To unicode or not to unicode...

Alright, so the title of the thread may have been - slightly - grammatically incorrect, apolo.. I mean, stick it english nazi's!

I've just started delving into the Win32 API with the help of "Programming Windows" (Petzold), and what I was wondering is this, how often is unicode implemented in practice?

I understand how to program with it (I believe), but I was curious as to how many people actually do:

i.e using TCHAR and using functions that are implemented with either ASCII or Unicode based on whether UNICODE is defined...

Any views on the topic would be appreciated, however please refrain from "i dont use it its shit" responses :)
Use Unicode always. That's my opinion. Other Microsoft technologies like COM use Unicode only, so it will make your life easier, plus it is not inconceivable that Microsoft will stop deploying ANSI API's. I think there's already one or two that are Unicode-only (don't remember which ones, though).

So simply put: Always Unicode.
I'm of the same opinion as webJose.

I usually don't even use the TCHAR nonsense because TCHARs just add an additional level of complexity. I stick to wchar_t and the 'W' versions of functions/structs/etc.

However... I seldom work with WinAPI directly. When I do, I usually wrap it around another layer so I can use utf-8 internally in my program. Then I just convert to utf-16 when speaking with WinAPI.

Alternatively you could change the code page in WinAPI and give it UTF-8 directly with the 'A' series of functions. Or at least theoretically. Personally I've never actually tried it.
Its a pain, Get Funky.

I do all three, i.e., use chars, w_charts, and TCHARs. The whole TCHAR thing is incredibly ugly, of course. After fighting it for many, many years, I finally gave in and made the momentous decision to absolutely give up chars and wchar_t and stick to TCHARs. Unfortunately, the will is only so strong, and I have periodic relapses.

It seems to be the price of doing business in C++ for Windows though.
I absolutely HATE programming in Unicode, but since MicroSoft and everybody else is going that direction, and since it's clearly the wave of the future, as was said above, program in Unicode.

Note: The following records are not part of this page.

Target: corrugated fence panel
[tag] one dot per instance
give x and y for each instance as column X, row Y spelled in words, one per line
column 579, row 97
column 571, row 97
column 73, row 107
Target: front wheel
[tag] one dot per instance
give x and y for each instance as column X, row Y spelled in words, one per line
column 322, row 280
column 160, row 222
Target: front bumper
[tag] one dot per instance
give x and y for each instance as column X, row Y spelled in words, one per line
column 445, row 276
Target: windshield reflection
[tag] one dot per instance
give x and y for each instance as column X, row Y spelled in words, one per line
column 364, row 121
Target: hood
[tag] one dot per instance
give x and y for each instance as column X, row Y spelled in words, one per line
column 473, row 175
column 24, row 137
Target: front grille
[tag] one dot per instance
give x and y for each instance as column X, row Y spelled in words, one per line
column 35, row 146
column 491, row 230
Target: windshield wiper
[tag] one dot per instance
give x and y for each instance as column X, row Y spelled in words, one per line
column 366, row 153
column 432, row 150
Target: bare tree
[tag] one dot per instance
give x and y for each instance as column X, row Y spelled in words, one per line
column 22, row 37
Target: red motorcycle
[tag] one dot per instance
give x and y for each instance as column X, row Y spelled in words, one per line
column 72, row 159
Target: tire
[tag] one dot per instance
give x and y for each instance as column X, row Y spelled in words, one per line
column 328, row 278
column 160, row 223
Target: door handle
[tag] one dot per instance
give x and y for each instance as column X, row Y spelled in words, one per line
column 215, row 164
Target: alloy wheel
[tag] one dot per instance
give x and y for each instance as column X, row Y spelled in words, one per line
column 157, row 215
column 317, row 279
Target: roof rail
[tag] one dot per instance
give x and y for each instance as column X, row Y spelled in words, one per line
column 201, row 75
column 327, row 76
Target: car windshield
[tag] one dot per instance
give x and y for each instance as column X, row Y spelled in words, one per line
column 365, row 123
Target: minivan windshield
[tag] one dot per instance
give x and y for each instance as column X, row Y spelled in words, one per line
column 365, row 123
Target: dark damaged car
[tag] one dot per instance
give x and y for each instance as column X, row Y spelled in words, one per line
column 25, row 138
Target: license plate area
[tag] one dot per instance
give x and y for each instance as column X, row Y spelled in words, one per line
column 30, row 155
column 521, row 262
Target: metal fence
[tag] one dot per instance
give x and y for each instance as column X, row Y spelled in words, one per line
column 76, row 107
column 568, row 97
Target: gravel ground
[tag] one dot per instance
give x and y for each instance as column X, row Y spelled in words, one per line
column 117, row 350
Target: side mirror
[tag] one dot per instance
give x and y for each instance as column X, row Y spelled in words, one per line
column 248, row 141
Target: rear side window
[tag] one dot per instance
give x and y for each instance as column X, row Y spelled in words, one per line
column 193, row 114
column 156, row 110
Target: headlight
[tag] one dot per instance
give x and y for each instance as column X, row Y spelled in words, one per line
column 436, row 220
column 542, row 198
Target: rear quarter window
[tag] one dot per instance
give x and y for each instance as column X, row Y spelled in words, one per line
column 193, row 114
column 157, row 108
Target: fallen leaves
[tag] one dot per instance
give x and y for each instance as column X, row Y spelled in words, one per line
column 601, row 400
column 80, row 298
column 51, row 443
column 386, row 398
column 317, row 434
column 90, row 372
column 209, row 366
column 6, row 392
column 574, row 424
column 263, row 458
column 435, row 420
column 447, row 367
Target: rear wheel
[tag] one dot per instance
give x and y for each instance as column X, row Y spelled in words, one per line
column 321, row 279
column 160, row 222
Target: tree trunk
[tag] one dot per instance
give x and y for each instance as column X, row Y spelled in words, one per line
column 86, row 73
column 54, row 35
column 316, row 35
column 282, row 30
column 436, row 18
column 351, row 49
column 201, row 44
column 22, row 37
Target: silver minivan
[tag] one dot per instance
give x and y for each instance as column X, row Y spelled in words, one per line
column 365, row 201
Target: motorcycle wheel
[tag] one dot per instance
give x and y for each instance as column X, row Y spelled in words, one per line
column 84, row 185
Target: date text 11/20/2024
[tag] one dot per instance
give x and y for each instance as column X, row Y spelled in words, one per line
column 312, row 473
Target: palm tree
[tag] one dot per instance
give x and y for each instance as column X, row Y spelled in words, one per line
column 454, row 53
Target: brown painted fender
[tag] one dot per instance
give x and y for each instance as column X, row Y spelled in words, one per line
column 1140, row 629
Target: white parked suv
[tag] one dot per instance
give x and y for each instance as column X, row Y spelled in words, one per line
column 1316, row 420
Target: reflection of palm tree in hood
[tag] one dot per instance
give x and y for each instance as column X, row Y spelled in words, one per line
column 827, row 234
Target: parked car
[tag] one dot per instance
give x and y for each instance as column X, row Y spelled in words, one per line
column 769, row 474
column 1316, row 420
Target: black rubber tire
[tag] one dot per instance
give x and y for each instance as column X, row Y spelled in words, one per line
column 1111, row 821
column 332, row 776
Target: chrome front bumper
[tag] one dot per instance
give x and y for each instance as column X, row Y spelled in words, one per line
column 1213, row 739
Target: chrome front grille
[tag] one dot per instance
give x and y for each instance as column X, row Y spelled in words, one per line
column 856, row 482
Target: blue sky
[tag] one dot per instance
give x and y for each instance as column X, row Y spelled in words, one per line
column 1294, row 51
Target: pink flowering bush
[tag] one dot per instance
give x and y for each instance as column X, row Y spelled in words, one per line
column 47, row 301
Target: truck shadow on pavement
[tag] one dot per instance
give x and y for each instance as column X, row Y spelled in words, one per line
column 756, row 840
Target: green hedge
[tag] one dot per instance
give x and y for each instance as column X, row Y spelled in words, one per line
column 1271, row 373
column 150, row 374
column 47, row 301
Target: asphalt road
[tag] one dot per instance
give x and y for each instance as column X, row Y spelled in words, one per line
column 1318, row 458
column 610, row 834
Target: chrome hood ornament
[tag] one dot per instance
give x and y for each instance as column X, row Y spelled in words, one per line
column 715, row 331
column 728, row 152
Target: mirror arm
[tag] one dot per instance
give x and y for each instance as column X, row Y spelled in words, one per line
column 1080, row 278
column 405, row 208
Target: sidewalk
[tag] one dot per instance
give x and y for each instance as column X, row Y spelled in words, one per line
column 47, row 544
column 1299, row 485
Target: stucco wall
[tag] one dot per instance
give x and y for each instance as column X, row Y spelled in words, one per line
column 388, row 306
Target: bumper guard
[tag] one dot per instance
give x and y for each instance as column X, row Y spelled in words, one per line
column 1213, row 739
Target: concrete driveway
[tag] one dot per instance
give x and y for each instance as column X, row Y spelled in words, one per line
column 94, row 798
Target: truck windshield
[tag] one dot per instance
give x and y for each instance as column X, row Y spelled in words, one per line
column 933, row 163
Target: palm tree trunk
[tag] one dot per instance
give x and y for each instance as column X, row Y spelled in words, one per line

At least until they come up with something better, if they ever do.
Thanks for the replies, I'd sooner ask a lot of questions than be ignorant :)

@Disch:
- When you mentioned UTF-8 I had a bit of a look into it (heard of it but never really payed much attention). Wouldn't it have the same issue where random read is difficult as charcaters may consist of multiple bytes (i.e. one character is one byte and the next is two bytes)?

- Also, how does UTF-8/16/32 pertain to using wchar_t and such, if they support variable width encoding, for example UTF-32, where each character is four bytes? (As now we are using integers unlike a short int like with wchar_t)?

@Lamblion:
- Out of curiosity, why do you hate using unicode?

Lamblion wrote:
I absolutely HATE programming in Unicode,


Why? It's like a million times simpler than the alternatives.

One value = one codepoint. Every glyph can be represented at any time.

You don't have to worry about code pages or any other weird crap.

get funky wrote:
Wouldn't it have the same issue where random read is difficult as charcaters may consist of multiple bytes (i.e. one character is one byte and the next is two bytes)?


That kind of thing is only a concern if you're doing text processing. For most purposes you don't need to distinguish between individual codepoints. 99% of the string work I do is just passing them around (they are input from either a file or from the user, and I don't have to modify them much outside of that).

And if you do need to really get down and dirty with them, you would probably want to convert them to UTF-32 somehow so they can be easily manipulated.

get funky wrote:
Also, how does UTF-8/16/32 pertain to using wchar_t and such, if they support variable width encoding, for example UTF-32, where each character is four bytes?


That's kind of the thing with wchar_t. It just means "wide character" which in the context of Unicode means absolutely nothing.

On Windows, WinAPI uses wchar_t as a 16-bit variable to have UTF-16 data. On other platforms, though, wchar_t may be a different size (on *nix it is usually 32 bits wide). Which is part of the reason why I don't really like to use it unless I'm interfacing with WinAPI.
Topic archived. No new replies allowed.